Echoing Butler, Seamus Donoghue, chief growth officer at METACO — a digital asset custody provider for major financial institutions — told Cointelegraph that he believes all financial assets will eventually be represented on distributed ledgers. As such, Donoghue mentioned that there is an imperative to redesign the financial market infrastructure.
“This is the reason why virtually all tier-1 banks are now investing in building new infrastructure: not for the currently bearish crypto market, but for the much larger vision of how every asset will be represented and how value will be created and exchanged, globally,” he said.
Donoghue added that banks will eventually become the bridge for institutions seeking exposure to digital assets and DeFi. He explained that this is due to the fact that traditional financial institutions have consumer trust, large balance sheets and a network of market participants creating liquidity, along with a customer base with unmet needs.

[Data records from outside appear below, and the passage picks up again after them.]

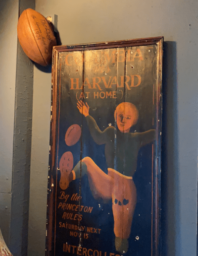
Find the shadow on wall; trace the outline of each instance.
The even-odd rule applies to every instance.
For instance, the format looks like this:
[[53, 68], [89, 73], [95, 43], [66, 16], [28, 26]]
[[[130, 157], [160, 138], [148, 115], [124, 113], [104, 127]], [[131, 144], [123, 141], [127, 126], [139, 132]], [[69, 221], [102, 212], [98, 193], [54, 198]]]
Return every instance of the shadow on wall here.
[[176, 42], [165, 42], [163, 52], [161, 246], [162, 256], [173, 256], [181, 247]]

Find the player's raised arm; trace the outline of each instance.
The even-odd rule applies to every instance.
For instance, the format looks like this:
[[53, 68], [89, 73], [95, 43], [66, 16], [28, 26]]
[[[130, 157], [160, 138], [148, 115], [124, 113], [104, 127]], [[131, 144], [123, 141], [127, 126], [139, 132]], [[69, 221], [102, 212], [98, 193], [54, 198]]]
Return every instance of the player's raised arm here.
[[77, 102], [77, 108], [79, 112], [85, 116], [85, 117], [89, 116], [90, 107], [87, 102], [85, 104], [82, 100], [78, 101]]
[[81, 100], [78, 101], [77, 105], [79, 112], [86, 118], [90, 133], [95, 142], [99, 145], [106, 143], [108, 139], [107, 129], [108, 128], [103, 131], [100, 129], [95, 119], [89, 115], [90, 107], [87, 103], [85, 104]]

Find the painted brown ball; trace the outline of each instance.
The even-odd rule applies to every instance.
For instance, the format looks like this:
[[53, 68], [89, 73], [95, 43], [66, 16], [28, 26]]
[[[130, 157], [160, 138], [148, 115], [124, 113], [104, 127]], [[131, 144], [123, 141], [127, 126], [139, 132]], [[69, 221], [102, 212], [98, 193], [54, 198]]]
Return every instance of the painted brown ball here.
[[78, 125], [72, 125], [67, 129], [65, 140], [67, 146], [73, 146], [79, 140], [81, 135], [81, 128]]

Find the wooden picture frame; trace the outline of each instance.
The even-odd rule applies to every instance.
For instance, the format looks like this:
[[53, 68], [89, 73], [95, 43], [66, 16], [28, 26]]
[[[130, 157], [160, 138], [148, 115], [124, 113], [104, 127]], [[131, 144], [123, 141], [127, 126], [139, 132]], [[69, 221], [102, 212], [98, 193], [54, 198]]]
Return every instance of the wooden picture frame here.
[[159, 255], [163, 39], [53, 48], [46, 256]]

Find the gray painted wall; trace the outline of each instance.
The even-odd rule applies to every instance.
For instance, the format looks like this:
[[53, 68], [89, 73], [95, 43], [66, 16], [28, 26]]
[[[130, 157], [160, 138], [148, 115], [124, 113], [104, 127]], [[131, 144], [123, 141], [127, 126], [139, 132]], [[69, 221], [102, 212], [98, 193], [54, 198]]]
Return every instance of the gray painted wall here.
[[15, 256], [27, 255], [33, 64], [17, 44], [18, 16], [35, 2], [0, 2], [0, 228]]
[[10, 242], [18, 0], [0, 1], [0, 228]]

Will market chaos impact interest in digital assets and DeFi?
Regulations aside, the recent turn of events with FTX US and Binance may impact how traditional financial institutions view digital assets. While it’s too soon to understand the consequences of this debacle, Donoghue mentioned that the FTX US and Binance shakeup could have a short-term impact. “It could shift banks’ strategies to skip cryptocurrency services, and focus exclusively on digital securities more broadly, at least temporarily,” he said.

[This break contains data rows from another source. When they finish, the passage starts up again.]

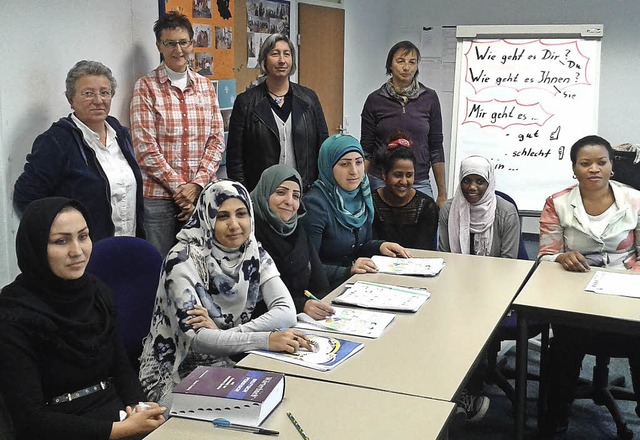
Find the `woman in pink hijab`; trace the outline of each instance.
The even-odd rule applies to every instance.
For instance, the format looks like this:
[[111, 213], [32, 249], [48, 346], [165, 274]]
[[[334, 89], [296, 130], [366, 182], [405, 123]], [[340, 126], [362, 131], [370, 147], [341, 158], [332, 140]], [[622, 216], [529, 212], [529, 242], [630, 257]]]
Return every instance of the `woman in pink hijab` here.
[[[460, 185], [440, 208], [438, 250], [456, 254], [516, 258], [520, 220], [515, 206], [496, 195], [493, 165], [483, 156], [460, 163]], [[484, 361], [483, 361], [484, 362]], [[457, 397], [458, 412], [477, 422], [489, 408], [482, 395], [485, 365], [476, 367]]]
[[440, 251], [518, 256], [518, 211], [496, 195], [493, 165], [486, 157], [469, 156], [460, 163], [460, 185], [440, 209], [439, 234]]

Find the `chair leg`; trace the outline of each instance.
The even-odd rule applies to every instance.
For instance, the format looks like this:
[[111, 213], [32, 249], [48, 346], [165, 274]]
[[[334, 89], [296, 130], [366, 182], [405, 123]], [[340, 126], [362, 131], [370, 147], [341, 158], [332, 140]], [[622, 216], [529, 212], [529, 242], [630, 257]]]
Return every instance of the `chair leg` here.
[[596, 365], [593, 367], [593, 401], [597, 405], [604, 405], [611, 413], [616, 424], [618, 437], [621, 439], [633, 438], [631, 431], [620, 414], [618, 404], [609, 391], [609, 358], [596, 356]]

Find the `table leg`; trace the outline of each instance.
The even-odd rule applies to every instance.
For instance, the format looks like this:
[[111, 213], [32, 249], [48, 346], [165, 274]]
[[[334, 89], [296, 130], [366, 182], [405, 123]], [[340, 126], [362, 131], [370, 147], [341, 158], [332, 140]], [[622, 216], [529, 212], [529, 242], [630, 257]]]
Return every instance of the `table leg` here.
[[527, 339], [527, 317], [518, 311], [518, 339], [516, 340], [516, 439], [524, 438], [527, 416], [527, 364], [529, 341]]

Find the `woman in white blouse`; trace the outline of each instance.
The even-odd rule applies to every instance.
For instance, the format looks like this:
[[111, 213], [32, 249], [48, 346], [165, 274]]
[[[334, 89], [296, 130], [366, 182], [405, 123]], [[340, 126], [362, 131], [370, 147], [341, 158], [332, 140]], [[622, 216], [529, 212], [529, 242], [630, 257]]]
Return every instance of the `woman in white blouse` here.
[[142, 177], [129, 130], [109, 116], [116, 92], [111, 70], [82, 60], [69, 70], [65, 95], [73, 112], [33, 143], [13, 200], [20, 212], [34, 200], [80, 201], [91, 216], [91, 238], [144, 237]]

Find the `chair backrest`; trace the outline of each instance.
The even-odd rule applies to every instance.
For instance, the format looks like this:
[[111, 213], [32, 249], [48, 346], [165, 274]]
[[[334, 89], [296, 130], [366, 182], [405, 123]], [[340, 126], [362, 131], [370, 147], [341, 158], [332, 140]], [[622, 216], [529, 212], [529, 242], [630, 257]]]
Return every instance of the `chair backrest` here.
[[[502, 191], [496, 191], [496, 195], [502, 197], [507, 202], [511, 203], [518, 211], [518, 217], [520, 217], [520, 211], [518, 210], [518, 205], [516, 205], [516, 201], [511, 198], [511, 196], [503, 193]], [[522, 223], [521, 223], [522, 225]], [[522, 231], [520, 231], [520, 243], [518, 244], [518, 260], [528, 260], [529, 254], [527, 254], [527, 248], [524, 245], [524, 239], [522, 238]]]
[[161, 266], [158, 250], [135, 237], [109, 237], [94, 243], [87, 266], [113, 291], [118, 331], [136, 369], [142, 339], [149, 333]]

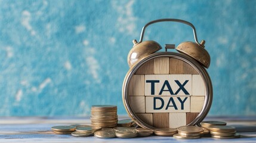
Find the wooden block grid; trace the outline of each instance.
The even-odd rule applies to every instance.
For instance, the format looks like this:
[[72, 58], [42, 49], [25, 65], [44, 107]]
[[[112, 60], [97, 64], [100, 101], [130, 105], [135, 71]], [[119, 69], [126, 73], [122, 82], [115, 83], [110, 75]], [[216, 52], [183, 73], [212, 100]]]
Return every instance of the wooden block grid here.
[[141, 66], [135, 73], [135, 74], [154, 74], [154, 60], [150, 60]]
[[128, 85], [129, 95], [143, 96], [144, 75], [133, 75]]
[[154, 59], [154, 74], [169, 74], [169, 58], [162, 57]]
[[[198, 72], [189, 64], [176, 58], [157, 58], [147, 61], [140, 67], [134, 75], [135, 77], [136, 76], [138, 76], [134, 79], [133, 77], [132, 78], [129, 84], [131, 86], [128, 86], [129, 102], [137, 116], [149, 125], [158, 128], [177, 128], [184, 126], [194, 120], [201, 111], [205, 94], [204, 84], [202, 83], [202, 79], [200, 74], [198, 74]], [[187, 89], [189, 95], [184, 95], [184, 92], [181, 90], [181, 94], [177, 95], [171, 95], [168, 93], [168, 91], [165, 91], [162, 93], [161, 96], [159, 96], [158, 94], [164, 83], [164, 80], [161, 80], [174, 78], [179, 80], [181, 84], [184, 83], [184, 79], [189, 79], [189, 82], [184, 87], [186, 89]], [[157, 86], [157, 88], [155, 90], [155, 95], [152, 95], [149, 90], [152, 85], [150, 83], [147, 83], [147, 85], [146, 80], [158, 79], [162, 80], [159, 80], [159, 83], [155, 83], [155, 86]], [[174, 92], [179, 88], [179, 86], [173, 82], [170, 82], [169, 83], [173, 88], [172, 89]], [[142, 85], [143, 85], [143, 87]], [[143, 92], [142, 90], [143, 90]], [[180, 107], [181, 105], [180, 102], [178, 103], [177, 98], [180, 97], [181, 101], [184, 100], [184, 97], [188, 98], [187, 102], [183, 105], [184, 110], [175, 111], [174, 108], [171, 109], [171, 107], [173, 108], [171, 105], [169, 107], [171, 108], [168, 111], [161, 109], [156, 112], [152, 107], [153, 104], [153, 98], [156, 97], [161, 97], [165, 102], [168, 102], [169, 98], [172, 97], [173, 101], [177, 102], [176, 105]], [[156, 106], [159, 107], [161, 106], [159, 102], [161, 101], [156, 100], [155, 101]], [[165, 107], [162, 108], [165, 108]]]
[[170, 74], [199, 74], [192, 66], [181, 60], [170, 58], [169, 64]]
[[[144, 95], [146, 96], [155, 96], [157, 95], [160, 96], [192, 95], [192, 74], [146, 74], [144, 77]], [[178, 84], [184, 85], [183, 86], [185, 88], [186, 91], [180, 90], [176, 94], [180, 87]], [[155, 92], [153, 93], [151, 90], [152, 85], [155, 86]], [[170, 86], [169, 89], [168, 88], [169, 85]], [[169, 91], [167, 90], [168, 89], [169, 89]], [[164, 89], [164, 91], [161, 92], [162, 89]]]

Eric Berman, a regulatory expert at Thomson Reuters, told Cointelegraph that he doesn’t believe this event will hasten bank involvement in digital assets. “Banking institutions have taken it slow with crypto as it is. The FTX US and Binance situation probably underscores to the banking sector that it has done the right thing in taking a pragmatic approach.”

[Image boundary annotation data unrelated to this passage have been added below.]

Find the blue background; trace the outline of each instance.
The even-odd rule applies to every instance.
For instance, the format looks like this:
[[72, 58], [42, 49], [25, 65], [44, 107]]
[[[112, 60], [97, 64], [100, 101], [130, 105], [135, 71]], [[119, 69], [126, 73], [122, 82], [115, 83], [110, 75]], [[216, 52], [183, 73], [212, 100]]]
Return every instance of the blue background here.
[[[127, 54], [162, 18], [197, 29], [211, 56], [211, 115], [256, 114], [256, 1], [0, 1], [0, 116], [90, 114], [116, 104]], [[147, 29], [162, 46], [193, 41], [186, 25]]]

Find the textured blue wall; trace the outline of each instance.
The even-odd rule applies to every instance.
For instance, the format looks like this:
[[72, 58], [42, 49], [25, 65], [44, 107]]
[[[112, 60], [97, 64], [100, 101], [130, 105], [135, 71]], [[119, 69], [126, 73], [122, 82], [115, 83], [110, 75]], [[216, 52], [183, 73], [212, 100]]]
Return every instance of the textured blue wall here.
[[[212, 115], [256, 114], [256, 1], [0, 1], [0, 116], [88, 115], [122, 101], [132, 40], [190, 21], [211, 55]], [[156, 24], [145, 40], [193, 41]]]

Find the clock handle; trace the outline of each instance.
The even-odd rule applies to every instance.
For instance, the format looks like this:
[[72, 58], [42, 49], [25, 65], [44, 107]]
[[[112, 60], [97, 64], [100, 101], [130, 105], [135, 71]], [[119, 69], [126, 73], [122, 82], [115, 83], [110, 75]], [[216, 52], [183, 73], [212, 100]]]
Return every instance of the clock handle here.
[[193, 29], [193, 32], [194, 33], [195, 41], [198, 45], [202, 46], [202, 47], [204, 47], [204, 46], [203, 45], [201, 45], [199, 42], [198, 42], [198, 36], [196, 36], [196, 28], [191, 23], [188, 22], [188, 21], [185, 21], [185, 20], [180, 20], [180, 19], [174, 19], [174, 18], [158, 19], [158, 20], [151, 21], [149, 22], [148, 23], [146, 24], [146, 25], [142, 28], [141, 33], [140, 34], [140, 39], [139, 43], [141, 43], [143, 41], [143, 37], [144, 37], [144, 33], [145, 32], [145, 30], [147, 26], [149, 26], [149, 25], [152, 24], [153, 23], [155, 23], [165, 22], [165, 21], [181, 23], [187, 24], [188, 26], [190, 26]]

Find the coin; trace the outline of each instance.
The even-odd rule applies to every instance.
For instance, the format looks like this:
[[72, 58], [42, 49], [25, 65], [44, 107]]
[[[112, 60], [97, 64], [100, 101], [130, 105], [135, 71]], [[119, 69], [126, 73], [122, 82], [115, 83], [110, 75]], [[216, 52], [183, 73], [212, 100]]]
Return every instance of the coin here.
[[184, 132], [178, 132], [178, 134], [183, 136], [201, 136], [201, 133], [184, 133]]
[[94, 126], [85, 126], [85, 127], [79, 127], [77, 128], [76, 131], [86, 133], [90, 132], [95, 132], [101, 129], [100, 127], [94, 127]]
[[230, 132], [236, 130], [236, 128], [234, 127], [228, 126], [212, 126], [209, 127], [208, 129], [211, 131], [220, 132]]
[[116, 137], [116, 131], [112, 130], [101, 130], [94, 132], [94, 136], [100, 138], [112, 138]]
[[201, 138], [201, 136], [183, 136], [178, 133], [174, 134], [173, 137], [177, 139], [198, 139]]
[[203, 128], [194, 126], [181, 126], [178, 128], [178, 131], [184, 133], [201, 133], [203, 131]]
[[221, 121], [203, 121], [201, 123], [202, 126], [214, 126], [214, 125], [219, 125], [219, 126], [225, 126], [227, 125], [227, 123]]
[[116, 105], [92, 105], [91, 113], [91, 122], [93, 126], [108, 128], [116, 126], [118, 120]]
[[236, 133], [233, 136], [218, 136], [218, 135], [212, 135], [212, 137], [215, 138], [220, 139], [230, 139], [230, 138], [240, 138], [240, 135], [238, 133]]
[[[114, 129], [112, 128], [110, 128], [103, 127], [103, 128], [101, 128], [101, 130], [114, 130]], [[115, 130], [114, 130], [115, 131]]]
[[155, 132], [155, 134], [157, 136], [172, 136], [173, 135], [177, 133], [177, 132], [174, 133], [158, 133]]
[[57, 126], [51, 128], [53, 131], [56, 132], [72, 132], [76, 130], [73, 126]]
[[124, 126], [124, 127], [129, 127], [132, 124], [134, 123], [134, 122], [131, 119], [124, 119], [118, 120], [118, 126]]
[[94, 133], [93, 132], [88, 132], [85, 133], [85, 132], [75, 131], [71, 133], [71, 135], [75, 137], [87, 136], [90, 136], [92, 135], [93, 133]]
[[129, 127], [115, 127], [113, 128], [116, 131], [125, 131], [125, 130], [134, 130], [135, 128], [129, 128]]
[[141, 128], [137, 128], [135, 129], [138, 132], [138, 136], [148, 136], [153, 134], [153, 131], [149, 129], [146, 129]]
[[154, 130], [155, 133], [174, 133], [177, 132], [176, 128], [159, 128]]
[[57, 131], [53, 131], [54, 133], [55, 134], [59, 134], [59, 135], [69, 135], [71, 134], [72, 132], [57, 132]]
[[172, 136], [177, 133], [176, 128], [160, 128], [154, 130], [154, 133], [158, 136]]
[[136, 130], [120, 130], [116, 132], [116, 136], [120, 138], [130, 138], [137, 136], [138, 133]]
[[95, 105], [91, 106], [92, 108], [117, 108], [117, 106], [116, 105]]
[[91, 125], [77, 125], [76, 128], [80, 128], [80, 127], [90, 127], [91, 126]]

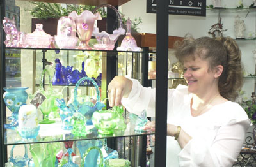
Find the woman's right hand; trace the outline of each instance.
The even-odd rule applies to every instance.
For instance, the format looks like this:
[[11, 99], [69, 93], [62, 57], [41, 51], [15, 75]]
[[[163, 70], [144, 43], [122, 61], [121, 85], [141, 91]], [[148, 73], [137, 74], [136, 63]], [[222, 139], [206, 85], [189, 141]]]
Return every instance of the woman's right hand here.
[[127, 98], [132, 89], [132, 82], [122, 76], [116, 76], [108, 85], [109, 106], [121, 105], [121, 99]]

In any case, both Donoghue and Berman are aware that this event demonstrates the need for further regulatory clarity before traditional financial institutions can innovate with digital assets.
“The recent negative industry events have emphasized the critical need for safe and compliant infrastructure, business practices and regulatory oversight. So if anything, the demand for asset servicing from trusted institutions such as regulated global banks, has only increased,” Donoghue said.
It’s also interesting to point out that BNY Mellon’s survey examined how the Terra ecosystem collapse has impacted institutional investors. According to the report, 9% of institutional asset managers noted that the Terra collapse has not impacted their digital asset plans, while 50% reported taking a short-term pause to reassess, noting they will likely continue soon.
Regarding whether the bear market will impact banks’ interest in digital assets, Butler explained that the crypto market is not much of a factor affecting banks, particularly when it comes to DeFi. For instance, he pointed out that JPMorgan used Polygon to conduct a live cross-currency transaction that involved tokenized Singapore dollar and Japanese yen deposits, along with a simulation of tokenized government bonds. According to Butler, those assets have no correlation with crypto prices. He added:
“Essentially, financial institutions are looking for ways to tokenize traditional assets — and this could be anything, from bonds and fiat currencies to real estate deeds — and transact them digitally. As such, these tokens retain the value of their ‘original’ assets, so this is more about the technology itself rather than crypto prices and bear/bull markets.”